Der Spanier Carlos Sainz begann seine Rallyekarriere 1980 bei kleinen Veranstaltungen in seinem Heimatland. Ab 1987 war er in der Rallye Weltmeisterschaft unterwegs. Dort errang er 1990 und 1992 gemeinsam mit Toyota den Titel. 1998 scheiterte er mit seinem Corolla WRC wenige Meter vor dem Ziel der allerletzten Wertungsprüfung des Jahres in Großbritannien mit einem Motorschaden. 2004 fuhr er seinen 26. und letzten Sieg bei einer WM-Rallye ein, was ihn für zwei Jahre zum erfolgreichsten Rallyefahrer aller Zeiten machte. Dann wurde er von Sebastien Loeb in dieser Statistik abgelöst. Seit 2006 widmet er sich Langstreckenrallyes wie der Dakar. Diese Rallye gewann er 2010, 2018 (jeweils in Südamerika) und 2020 (Saudi-Arabien). Sein Sohn Carlos Sainz junior ist ebenfalls Rennfahrer und fuhr bis letztes Jahr für die Scuderia Ferrari, nun für Williams in der Formel 1.
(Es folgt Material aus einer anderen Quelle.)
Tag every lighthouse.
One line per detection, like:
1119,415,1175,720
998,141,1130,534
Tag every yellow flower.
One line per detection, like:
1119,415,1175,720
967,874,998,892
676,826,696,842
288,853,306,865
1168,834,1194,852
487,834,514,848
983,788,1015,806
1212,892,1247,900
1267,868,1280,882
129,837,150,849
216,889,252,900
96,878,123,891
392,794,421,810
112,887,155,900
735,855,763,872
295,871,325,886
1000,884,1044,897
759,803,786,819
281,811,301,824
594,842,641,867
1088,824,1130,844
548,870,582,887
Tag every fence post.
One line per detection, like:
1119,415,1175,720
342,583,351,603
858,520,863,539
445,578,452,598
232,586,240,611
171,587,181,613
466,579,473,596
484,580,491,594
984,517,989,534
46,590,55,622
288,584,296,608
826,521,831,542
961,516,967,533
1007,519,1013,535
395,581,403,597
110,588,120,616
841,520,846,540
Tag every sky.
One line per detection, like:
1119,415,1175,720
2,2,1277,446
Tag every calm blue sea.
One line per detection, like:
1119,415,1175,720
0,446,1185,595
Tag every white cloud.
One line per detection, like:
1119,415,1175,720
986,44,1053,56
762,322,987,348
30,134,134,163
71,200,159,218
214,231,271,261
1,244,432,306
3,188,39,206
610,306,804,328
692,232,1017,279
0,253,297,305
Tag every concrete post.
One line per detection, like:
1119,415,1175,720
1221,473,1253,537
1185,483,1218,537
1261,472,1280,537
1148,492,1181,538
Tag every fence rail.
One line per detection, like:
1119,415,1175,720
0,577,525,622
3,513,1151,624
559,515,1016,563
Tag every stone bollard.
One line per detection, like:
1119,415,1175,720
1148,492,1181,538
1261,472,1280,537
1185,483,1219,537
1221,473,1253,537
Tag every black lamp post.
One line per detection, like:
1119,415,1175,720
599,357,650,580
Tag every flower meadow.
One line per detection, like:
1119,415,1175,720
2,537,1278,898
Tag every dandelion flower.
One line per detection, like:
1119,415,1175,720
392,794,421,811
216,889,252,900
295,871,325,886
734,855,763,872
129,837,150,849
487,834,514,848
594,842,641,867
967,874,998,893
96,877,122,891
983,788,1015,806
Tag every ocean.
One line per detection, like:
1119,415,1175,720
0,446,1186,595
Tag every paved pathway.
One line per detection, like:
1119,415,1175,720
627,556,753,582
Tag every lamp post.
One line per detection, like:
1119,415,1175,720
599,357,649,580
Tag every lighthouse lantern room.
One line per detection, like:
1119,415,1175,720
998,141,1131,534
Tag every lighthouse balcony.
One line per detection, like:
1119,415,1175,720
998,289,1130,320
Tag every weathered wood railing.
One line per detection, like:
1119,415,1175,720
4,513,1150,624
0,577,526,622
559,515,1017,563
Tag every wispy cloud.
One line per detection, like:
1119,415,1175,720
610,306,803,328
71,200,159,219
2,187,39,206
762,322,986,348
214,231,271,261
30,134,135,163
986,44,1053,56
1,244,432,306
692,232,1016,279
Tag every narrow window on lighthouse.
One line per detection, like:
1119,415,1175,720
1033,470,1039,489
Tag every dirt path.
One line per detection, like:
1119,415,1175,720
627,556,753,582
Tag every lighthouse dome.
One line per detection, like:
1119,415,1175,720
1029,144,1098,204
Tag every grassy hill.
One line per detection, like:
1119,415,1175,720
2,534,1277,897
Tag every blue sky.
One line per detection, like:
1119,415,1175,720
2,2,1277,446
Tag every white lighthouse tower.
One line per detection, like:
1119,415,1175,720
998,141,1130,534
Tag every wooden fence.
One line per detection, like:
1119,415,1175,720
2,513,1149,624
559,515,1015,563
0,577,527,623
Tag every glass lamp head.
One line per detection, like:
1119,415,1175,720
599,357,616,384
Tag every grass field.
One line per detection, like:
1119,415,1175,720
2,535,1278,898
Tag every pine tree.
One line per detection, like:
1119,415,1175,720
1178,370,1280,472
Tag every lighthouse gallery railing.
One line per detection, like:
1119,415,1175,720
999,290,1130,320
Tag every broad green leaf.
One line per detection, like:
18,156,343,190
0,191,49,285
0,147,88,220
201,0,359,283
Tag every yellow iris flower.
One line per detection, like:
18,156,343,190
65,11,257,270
Zurück zur Sommerfahrt der Toyota Collection und ins Cockpit der Celica. Die Unterschrift des zweifachen Rallyeweltmeisters findet sich sowohl außen auf den Kotflügeln als auch auf einer Plakette auf dem Mitteltunnel. Letztere weist dieses Fahrzeug als Nummer 1969 von 5000 aus. Schade, damit liegt die Nummer leider um sieben zu hoch, um das Geburtsjahr von Carlos Sainz anzuzeigen. Ansonsten gibt sich das Interieur des Sondermodells sehr zurückhaltend. Ledersitze mit gutem Seitenhalt in Reihe eins, eine ebenfalls belederte Rückbank im engen Fond und ein Schiebedach gehören zur Ausstattung. Ebenso ein Detail, das heutige Kinder vermutlich gar nicht verstehen: Ein Radio mit Kassetten- und CD-Player. 1992, als die ersten Exemplare der Carlos Sainz Edition zu den Händlern rollten, war ein solches Gerät ungefähr so hochwertig wie heute das neueste iPhone. Auf unserer rund 250 Kilometer langen Tour blieb es allerdings überwiegend abgeschaltet.
Viel Freude bereitete mir unterwegs der Zweiliter-Turbo-Vierzylindermotor. Für das Sondermodell spendierte Toyota eine Leistungssteigerung, die aus heutiger Sicht allenfalls für ein kurzes Lachen sorgen würde. Wahnsinnige vier PS mehr als in der normalen Celica Turbo 4WD standen den Kunden und damit auch mir zur Verfügung. Nachdem wir – meine Frau saß auf dem Beifahrersitz – uns aus dem Kölner Stadtgewusel heraus manövriert hatten, ging es über schöne Landstraßen ins Bergische Land und anschließend ins südliche Sauerland. Dort konnte der Toyota zeigen, was in ihm steckt. Kurviges Geläuf liegt dem Rallye-Basisauto hervorragend und vor Bodenwellen schreckt es nicht zurück. Am Biggesee kehrten wir schließlich bei Ommi Kese ein. Anschließend ging es auf Nebenstraßen und Autobahnen zurück. Unterwegs fanden sich diverse interessante Ortsnamen, die man sonst vermutlich nur als Anwohner oder Anverwandter kennt. Nach rund 250 Kilometern mussten wir den Schlüssel zur Celica wieder abgeben. Schade, wir hätten uns gerne noch ein wenig länger wie Carlos Sainz gefühlt. Wieviele der 680 in Deutschland verkauften Celica Turbo 4WD Carlos Sainz gibt es wohl noch?